This Brown Dwarf Isn't a 'Failed Star' — It's a Magnetic Powerhouse


A brown dwarf displays its aurora in this artist's concept. Chuck Carter and Gregg Hallinan/Caltech
A brown dwarf displays its aurora in this artist's concept. Chuck Carter and Gregg Hallinan/Caltech

When is something too small to be a star, yet too massive to be a planet? When it's a brown dwarf, otherwise known as a "failed star." But if you think the failed star moniker is a little pessimistic, you'll be excited to hear that astronomers have discovered a special brown dwarf that's more starlike than we ever thought a brown dwarf could be.

Brown dwarfs are an exotic kind of celestial object. Thought to have approximate masses between 13 and 80 Jupiters, they can be defined neither as massive planets nor tiny stars; they're entirely different substellar curiosities that possess qualities of both. They're the bridge between the most massive planets and the tiniest of stars.

Stars are stars because they're massive enough (and therefore have strong enough gravities) to sustain fusion in their dense cores. Our sun, for example, is a "yellow dwarf" star that is approximately halfway through its 10-billion-year life span, fusing 600 million tons (544 million metric tons) of hydrogen per second.
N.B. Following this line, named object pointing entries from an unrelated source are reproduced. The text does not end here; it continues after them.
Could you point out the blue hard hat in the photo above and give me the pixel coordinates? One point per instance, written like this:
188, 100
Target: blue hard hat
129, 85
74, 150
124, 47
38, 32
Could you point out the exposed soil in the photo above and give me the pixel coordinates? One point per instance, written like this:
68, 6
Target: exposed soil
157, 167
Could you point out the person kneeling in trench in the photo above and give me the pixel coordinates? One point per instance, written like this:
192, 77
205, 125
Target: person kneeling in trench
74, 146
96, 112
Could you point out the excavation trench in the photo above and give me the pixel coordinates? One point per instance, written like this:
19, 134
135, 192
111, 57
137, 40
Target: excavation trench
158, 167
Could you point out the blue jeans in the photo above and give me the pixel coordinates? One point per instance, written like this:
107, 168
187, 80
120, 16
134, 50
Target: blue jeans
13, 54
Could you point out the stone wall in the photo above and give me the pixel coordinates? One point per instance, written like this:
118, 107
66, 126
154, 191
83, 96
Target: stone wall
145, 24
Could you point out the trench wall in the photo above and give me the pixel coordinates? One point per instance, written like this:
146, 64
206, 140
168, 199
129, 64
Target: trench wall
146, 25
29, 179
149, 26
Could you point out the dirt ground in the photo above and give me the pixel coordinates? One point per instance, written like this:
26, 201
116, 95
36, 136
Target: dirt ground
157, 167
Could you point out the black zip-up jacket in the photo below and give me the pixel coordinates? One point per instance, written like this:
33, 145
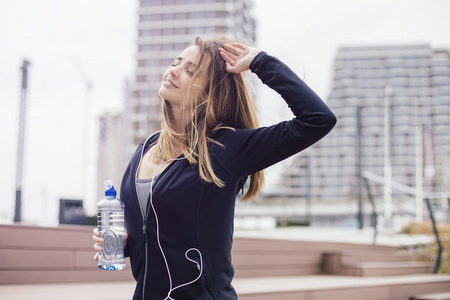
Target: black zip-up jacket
192, 214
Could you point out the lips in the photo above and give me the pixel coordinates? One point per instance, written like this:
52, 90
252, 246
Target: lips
169, 83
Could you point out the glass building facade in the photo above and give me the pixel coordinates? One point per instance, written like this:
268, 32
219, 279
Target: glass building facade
416, 81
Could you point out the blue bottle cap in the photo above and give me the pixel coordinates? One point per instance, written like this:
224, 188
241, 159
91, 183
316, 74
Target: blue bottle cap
110, 191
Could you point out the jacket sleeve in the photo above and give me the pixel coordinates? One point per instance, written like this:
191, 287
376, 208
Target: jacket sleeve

Astronomers classify stars according to their luminosity (brightness) and their surface temperature on the Hertzsprung-Russell Diagram. Starting at the brightest and hottest (a surface temperature of around 30,000 Kelvin) are "O" class stars, then "B", "A", "F", "G", "K" to "M" in descending order of temperature. Brown dwarfs start at class "M6.5" (known also as late-M dwarfs, less than 3,000 Kelvin) and continue through "L", "T" and "Y" – Y being the coolest. The coolest class Y dwarfs can have temperatures as low as 250 Kelvin (negative 23 degrees C).

Brown dwarfs are not considered stars because they are too small to fuse hydrogen in their cores – they don't have the gravitational oomph in their core to sustain hydrogen fusion, but, depending on how massive they are, they do have enough mass to sporadically fuse elements like lithium and deuterium.

Illustration of a brown dwarf as seen from another planet
Illustration of a brown dwarf as seen from another planet
Mark Garlick/Science Photo Library/Getty Images

Supermassive Jupiters? Supersmall Stars?

Our buddy Jupiter is a massive planet that has a thick atmosphere with a core and a layered differentiation of chemicals in its gaseous atmosphere. But if Jupiter were 13 times more massive and considered a small brown dwarf, it would start to exhibit some star-like qualities. For example, brown dwarfs exhibit convection in their atmospheres. Like boiling water in a kettle, the material is heated near the brown dwarfs' cores, causing it to rise. When convection currents reach the surface, they emit infrared radiation, cool and sink back to the interior. Planets like Jupiter do not exhibit this behavior; their atmospheric chemicals form layers where large-scale convection isn't possible.

But brown dwarfs don't just exhibit starlike convection currents, they also have pretty impressive magnetic fields. Case in point: A brown dwarf called LSR J1835+3259 was studied and found to be magnetically active, according to a September 2017 study published in the Astrophysical Journal. In fact, it's so active that it rivals our sun's magnetism.

Located around 18.5 light-years away, LSR J1835+3259 is estimated to be 55 times the mass of Jupiter. During the observation campaign, the researchers noted the polarization of infrared light being emitted from the brown dwarf. This technique can reveal the magnetic conditions near the surface of the brown dwarf.

What they found came as a surprise: As the object rotated, a powerful magnetic region came into view, more powerful than the magnetic fields associated with sunspots that we observe on the sun. Sunspots are magnetically active regions that can trigger coronal mass ejections, solar flares and produce powerful streams of solar wind — all of which can generate powerful geomagnetic storms on Earth.

In an interview with New Scientist, the researchers point out that LSR J1835+3259 is very young (approximately 20 million years old) and the powerful magnetic field could be interacting with the object's protoplanetary disk (if it has one). But if this active magnetic region is long-lasting and representative of its global magnetic field, LSR J1835+3259 is way more "star-like" than we give brown dwarfs credit for.

So rather than calling brown dwarfs "failed stars," perhaps we should call them overachieving planets or magneto-dwarfs.